Zaman
Dünyada iki şey olmasa gerçeklik diye bir şey olmazdı. Biri zaman diğeri de mekân. Zamanın olduğu yerde mekân da olmak zorunda; yoksa zamanı, hafızama aktarabilmem de mümkün değil. İşte bunu bana hissettiren hafızamdaki görüntüler; hafızam ise bir kısmı kayıp, bir kısmı ise şu anımı çağrıştıran bir tekrarlama halinde, beynimin kıvrımlarında saklanıyor. Hafızam olmasaydı zamanı bilmeme imkân olmadığını anlıyorum.
Zaman, üzerine en çok düşündüğüm kavramlardan biri; zaman üzerine düşünürken, sadece yaşadığım anı değil, sonsuzluğu ruhumla ilişkilendiriyorum. Çünkü zamanın bilgisi değil, ruhu ilgilendiriyor beni, şu an bu yazıyı yazarken dahi kayıp giden zamanımı dahi kaybetmek istemiyorum. Hayatı yaşıyorsam; o zamanda bu hayatım, boşuna yaşanmamalı…
Yaşadığımız şu zamanda, çoğumuz internet sayesinde, sürekli bir bilgi akışına maruz kalıyoruz. Ancak aklımızda kalan sadece kuru bilgiler; ancak bu bilgiler ne yazık ki bizi düşünmeye de sevk etmiyor. Düşüncenin olmadığı yerde bilgi birikmesi yaşıyoruz. Ancak bu bilgiler üzerine, düşünce inşa etmediğimiz için, hangi zamandayız bunu bile kavrayamıyoruz. Evet, zaman çok hızlı geçiyor ve kayıp zamanlarımız işte böyle oluşuyor.
Zaman üzerine düşündüğüm her şey, kalemimde gizleniyor. Zaman kâtibi çözseydi eğer; kâtip, yalanları ortaya çıkaran tüm gerçekleri, gökyüzüne yazacaktı. Yalan asla yeryüzüne çıkamayacaktı.
Zamanın elleri olsaydı eğer; kalem kâğıda uzanıp sırrını aşikâr edemeyecekti. Zamanın elleri insanın yüzüne dokunacak ve onun yüzüne vuran gerçek, onun aynasına zuhur edecekti.
Zamanın ruhu olsaydı eğer; o ruh bize sonsuzluğunu gösterecekti.

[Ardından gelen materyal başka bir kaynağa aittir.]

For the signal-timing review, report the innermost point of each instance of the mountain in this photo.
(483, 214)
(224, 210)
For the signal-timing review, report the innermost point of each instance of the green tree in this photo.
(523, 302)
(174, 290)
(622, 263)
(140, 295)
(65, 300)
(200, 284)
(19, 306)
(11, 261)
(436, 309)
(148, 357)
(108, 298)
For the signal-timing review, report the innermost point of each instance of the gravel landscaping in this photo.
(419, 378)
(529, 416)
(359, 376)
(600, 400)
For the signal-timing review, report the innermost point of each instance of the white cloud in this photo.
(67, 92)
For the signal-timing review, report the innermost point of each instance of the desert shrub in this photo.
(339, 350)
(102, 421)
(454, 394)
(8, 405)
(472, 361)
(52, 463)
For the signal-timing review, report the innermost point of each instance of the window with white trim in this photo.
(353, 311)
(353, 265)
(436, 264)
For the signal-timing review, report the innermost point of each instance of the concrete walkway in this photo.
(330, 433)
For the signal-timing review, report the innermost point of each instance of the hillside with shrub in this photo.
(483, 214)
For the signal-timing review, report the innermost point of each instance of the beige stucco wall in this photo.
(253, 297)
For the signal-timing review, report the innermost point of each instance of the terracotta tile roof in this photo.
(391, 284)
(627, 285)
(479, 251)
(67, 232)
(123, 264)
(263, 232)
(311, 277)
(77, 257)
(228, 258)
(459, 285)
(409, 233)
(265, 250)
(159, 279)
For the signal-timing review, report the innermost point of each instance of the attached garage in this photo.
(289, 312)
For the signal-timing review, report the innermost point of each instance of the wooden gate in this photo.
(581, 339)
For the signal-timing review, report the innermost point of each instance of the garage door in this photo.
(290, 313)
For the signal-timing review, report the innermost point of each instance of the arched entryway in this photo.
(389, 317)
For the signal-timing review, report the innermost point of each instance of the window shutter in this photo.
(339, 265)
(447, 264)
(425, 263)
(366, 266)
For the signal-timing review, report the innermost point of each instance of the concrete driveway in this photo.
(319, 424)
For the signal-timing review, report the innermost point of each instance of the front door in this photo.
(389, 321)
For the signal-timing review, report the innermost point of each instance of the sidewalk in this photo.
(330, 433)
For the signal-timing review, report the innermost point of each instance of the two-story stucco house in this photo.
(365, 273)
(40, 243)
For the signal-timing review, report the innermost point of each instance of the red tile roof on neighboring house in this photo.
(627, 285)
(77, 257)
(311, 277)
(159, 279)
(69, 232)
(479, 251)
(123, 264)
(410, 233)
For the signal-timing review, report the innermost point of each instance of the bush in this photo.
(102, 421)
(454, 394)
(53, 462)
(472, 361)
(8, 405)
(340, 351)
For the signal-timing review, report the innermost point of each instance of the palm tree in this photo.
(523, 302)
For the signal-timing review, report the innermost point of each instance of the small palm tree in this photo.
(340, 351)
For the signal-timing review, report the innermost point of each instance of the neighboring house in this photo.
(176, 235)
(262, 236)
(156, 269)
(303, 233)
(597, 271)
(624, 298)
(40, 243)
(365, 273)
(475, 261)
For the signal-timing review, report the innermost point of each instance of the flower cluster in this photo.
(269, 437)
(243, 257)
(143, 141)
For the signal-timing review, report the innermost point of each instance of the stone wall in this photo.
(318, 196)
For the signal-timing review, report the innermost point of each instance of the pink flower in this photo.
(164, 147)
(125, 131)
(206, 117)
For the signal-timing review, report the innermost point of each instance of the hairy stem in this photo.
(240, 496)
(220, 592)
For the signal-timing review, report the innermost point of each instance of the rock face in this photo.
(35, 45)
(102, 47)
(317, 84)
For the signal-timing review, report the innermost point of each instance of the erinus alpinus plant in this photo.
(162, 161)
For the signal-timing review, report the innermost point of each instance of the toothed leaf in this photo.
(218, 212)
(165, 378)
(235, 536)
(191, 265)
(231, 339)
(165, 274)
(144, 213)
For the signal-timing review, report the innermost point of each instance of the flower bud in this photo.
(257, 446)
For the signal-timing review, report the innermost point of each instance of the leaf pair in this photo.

Tüm zamanların kelimelerini, ilham veren melekler yeryüzünde görünecekti.
Zamanı anlamak için, hep zamanda kaybolmak istemişimdir. Benimle tanışanlar, beni zamanın içinde ararken; hangi anda kaybolduğumu bilemeyecekti. Ben o anda ruhumu bulurken, insanlar beni kaybettiğini zannedecekti. Ölüm de böyle bir şey galiba; herkes seni kaybettiğini söylerken, kendini bulduğun zamandı aslında ölüm.
Zamanı, ruhumdan daha iyi tanıyorum. O bana sonumdan sonsuzluğumu gösterdi. Kalem bu sırrı kâğıda vermesin diye zaman, yüreğimi de aklıma emanet etti. Aklım ise yüreğime veriyor tüm varlığımı. Sabahın ışıkları ile aydınlanmadan gökyüzü, yüreğime verilen yangınları soruyorum kendime.
Orada vav gibi olan insandı. Elif gibi olan kalemdi. Kalem yazmasaydı eğer an / ı bilen zamanın kâtibiydi.
Zaman bir an ise, o an geleceğindir.
Aşk varsa yüreğinde, zaman kâtibi sensin.
Zaman üzerine düşünürken zamanım geçiyor ve ben yukarıdaki satırları yazmış oluyorum. Daha fazlasını ise kaleme değil yüreğime nakşediyorum.